Aujourd'hui nous reparlons de solidarité entre pays riches, pays pauvres, solidarité entre génération, euroscepticisme, sectarisme de tout poil..

Bref, les homos (à titre collectif hein, pas individuellement ?!!) font la preuve malgré eux, que si l'on s'exclue soi-même, si l'on n'établit pas de liens sociaux, c'est avant tout une forme de nombrilisme dont ils n'ont absolument pas l'exclusivité. Mais, s'agissant d'une minorité affligée, on ne peut que souligner, une fois de plus, un tit côté regrettable, à être ces êtres humains parfaitement représentatifs de tous les autres quant à un certain manque d'ouverture d'esprit, d'ouverture de cœur..

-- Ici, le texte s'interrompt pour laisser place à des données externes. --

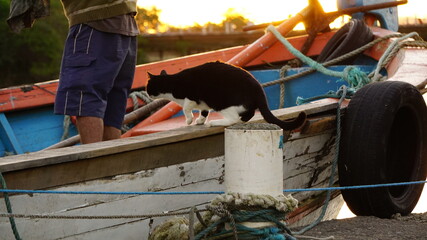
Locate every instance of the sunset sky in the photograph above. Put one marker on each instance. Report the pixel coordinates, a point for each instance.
(188, 12)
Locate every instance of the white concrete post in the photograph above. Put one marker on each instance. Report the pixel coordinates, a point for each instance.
(254, 159)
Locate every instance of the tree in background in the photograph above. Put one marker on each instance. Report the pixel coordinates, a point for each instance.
(148, 20)
(35, 54)
(235, 20)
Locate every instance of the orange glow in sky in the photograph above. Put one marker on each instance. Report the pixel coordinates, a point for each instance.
(186, 13)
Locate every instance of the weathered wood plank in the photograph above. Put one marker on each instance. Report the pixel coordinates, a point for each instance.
(106, 159)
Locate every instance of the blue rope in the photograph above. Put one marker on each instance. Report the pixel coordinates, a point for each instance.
(206, 192)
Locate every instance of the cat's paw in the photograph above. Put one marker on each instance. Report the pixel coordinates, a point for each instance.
(219, 122)
(200, 120)
(189, 121)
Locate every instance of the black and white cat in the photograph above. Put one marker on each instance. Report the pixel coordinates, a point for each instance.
(218, 86)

A en croire nos aspirations identitaires récurrentes, donc, aujourd'hui, nous aurions une communauté gay à reconstruire.. et pas uniquement fondée sur des principes marketing.. et pas non plus à se réapproprier les valeurs hétéronormées tombées en désuétude comme on voudrait nous le faire croire à citer pour exemples le mariage homo ou nos revendications relatives au droit d'adoption.

Tout en faisant fi des tickets perdants hétéronormatifs, nous aurions cette possibilité d'être totalement exemplaires, quant à mettre en exergue des valeurs qui ne soient pas uniquement festives. Parce que des points communs et des traits de comportement exclusifs nous en avons..

Pour n'en citer qu'un relatif à notre " humanisme " tout singulier, selon une interprétation du texte biblique tout à fait valide (ze mythologie locale): l'homosexualité est un trait de caractère indépendant. Lequel même a une vocation.

Selon cette interprétation, la faculté d'aimer " différemment " est aussi faculté à aimer universellement, la différence d'orientation sexuelle est vocation à une philanthropie sincère. Là serait ce qu'ont de possible commun tous les homos de tous les temps et de toutes les générations. J'avoue que personnellement, à titre de quart de noblesse, rien ne me laisserait plus envieuse !!!

Et si je résume ces trois pages : nous avons à définir nos traits et valeurs communs sur un modèle propre et original, nous en avons le potentiel jusque là jamais utilisé.. et si parfois nous nous sentons " coupables ", c'est peut être que plus que d'autres, nous avons conscience de notre égoïsme ce qui paradoxalement est une vocation en soi à l'altérité.

Argh ya des matins, qu'est-ce que je suis contente et fière d'être homo !

Dardevil ;-)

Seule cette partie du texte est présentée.